It’s more than just data locality. OpenRouter is faster, no? I have an M4 pro, and anything but the smallest dumbest models are unusably slow for interactive use. I personally haven’t yet found a good use case for offline/non-interactive LLM work locally.
I’m running a local Whisper + Gemma 4 pipeline with a cheap USB mic to extract health related data and potential todos from ambient speech. It doesn’t have to be fast doesn’t have to be 100% correct because if it captures at least a few bits of interesting information that would otherwise go unnoticed it’s still a win.
I played with classifying and summarizing my entire email history (per email) with small models, but that only took about 12h of GPU time at most. Using a coding agent cli wrapper in that case is far slower because of all the spin up cost and the system prompt they inject even if you want to turn it all off.

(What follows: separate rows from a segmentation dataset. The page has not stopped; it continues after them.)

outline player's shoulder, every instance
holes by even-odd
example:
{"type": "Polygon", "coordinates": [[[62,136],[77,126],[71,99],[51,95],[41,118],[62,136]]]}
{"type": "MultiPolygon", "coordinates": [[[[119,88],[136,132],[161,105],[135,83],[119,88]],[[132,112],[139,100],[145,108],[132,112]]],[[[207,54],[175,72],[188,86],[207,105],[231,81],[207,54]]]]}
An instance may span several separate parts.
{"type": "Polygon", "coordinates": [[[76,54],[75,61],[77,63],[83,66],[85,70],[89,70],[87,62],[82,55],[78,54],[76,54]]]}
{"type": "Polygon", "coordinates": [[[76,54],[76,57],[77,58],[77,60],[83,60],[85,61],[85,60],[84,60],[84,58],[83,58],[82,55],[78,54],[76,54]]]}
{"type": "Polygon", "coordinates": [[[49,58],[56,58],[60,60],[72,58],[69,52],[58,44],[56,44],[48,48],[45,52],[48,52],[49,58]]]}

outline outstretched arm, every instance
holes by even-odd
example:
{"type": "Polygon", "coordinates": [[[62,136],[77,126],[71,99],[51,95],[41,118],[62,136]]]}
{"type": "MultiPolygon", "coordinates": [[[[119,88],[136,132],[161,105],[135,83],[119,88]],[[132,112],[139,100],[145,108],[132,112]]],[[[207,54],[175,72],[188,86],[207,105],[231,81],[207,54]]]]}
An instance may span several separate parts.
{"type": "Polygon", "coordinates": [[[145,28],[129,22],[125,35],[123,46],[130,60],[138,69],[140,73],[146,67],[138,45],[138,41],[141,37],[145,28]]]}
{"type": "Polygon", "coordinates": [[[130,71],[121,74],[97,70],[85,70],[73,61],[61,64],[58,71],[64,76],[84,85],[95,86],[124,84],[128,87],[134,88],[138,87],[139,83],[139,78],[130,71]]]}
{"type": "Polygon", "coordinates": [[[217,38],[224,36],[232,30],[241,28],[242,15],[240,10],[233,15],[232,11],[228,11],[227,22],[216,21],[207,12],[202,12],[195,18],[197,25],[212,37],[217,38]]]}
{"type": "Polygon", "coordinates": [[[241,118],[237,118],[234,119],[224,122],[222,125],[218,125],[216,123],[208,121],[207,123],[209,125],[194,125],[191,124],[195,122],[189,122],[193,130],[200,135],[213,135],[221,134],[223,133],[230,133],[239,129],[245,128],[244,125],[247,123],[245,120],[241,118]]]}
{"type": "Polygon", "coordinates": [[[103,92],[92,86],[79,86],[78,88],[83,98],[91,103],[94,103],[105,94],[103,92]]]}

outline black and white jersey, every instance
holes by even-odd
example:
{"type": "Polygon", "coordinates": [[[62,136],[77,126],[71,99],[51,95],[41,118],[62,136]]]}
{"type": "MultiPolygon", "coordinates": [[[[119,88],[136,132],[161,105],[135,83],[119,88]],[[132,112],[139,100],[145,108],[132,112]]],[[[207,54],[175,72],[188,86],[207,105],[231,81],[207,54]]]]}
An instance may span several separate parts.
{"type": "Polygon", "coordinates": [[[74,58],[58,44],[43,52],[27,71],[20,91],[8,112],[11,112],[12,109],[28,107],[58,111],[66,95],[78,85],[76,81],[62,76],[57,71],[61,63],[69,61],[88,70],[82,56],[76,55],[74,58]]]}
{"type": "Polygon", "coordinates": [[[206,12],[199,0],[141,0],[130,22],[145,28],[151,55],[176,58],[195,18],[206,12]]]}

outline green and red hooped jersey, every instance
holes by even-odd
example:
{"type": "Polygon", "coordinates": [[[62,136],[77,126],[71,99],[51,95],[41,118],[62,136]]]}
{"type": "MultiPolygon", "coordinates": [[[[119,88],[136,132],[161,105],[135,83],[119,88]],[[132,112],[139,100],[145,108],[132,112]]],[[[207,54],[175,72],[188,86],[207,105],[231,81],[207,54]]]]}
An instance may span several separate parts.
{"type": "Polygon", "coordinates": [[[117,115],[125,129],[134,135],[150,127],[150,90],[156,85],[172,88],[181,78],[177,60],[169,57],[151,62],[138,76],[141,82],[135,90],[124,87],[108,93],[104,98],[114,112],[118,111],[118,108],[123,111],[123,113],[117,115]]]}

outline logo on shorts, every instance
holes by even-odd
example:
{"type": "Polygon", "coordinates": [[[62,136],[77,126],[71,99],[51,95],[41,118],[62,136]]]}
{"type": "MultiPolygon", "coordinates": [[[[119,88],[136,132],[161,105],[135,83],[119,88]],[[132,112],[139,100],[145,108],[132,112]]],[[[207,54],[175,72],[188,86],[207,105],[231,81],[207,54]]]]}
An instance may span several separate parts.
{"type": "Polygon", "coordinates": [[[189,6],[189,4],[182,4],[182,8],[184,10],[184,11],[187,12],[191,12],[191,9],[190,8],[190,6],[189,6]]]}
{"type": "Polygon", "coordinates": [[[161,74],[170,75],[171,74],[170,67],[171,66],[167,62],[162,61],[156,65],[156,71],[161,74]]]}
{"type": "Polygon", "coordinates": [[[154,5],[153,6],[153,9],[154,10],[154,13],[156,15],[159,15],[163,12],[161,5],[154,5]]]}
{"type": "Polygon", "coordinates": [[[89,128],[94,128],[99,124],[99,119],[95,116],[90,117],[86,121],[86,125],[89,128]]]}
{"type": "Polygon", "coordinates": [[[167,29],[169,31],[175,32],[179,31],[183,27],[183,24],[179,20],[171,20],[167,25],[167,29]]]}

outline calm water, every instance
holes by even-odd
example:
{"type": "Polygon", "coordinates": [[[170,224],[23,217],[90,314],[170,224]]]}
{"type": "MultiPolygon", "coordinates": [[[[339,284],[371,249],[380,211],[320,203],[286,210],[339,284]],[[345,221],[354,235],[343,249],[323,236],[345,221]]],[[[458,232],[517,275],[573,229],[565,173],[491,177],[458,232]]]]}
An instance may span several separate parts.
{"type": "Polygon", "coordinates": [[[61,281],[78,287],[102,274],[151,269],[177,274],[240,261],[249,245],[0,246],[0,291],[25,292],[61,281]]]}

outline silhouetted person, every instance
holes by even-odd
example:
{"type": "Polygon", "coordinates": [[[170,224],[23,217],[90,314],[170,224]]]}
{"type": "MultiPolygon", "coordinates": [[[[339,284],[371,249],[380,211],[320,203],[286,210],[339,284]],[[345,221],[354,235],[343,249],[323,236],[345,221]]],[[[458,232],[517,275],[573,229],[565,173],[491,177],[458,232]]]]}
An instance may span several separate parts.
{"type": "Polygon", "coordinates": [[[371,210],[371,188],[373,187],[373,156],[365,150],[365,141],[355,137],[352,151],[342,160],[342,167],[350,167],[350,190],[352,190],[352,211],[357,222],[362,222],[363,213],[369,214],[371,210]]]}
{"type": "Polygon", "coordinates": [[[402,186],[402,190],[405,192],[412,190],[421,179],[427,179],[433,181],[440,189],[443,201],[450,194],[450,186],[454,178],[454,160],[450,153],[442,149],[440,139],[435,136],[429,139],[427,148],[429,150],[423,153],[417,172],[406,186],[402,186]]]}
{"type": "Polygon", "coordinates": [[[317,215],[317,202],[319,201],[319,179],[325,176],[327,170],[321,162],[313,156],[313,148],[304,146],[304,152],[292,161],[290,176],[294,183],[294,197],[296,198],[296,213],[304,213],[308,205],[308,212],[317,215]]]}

If I used an actual direct API it probably would've been much faster, but I'm doing it for hobby / fun reasons. You also get to fiddle with a lot more params.
And continuing the argument of "more than just...", if you stopped inferencing on your Mac you still have a generally nice computer. The difference between rent vs buy.
Yeah. The speed is the biggest issue. The intelligence of open models is good enough for serious work (though still worse than the frontier models), but the cloud models are often 3-7 times faster, and you can get more parallelization and so get speeds on the order of hundreds of tokens per second, which makes things fast!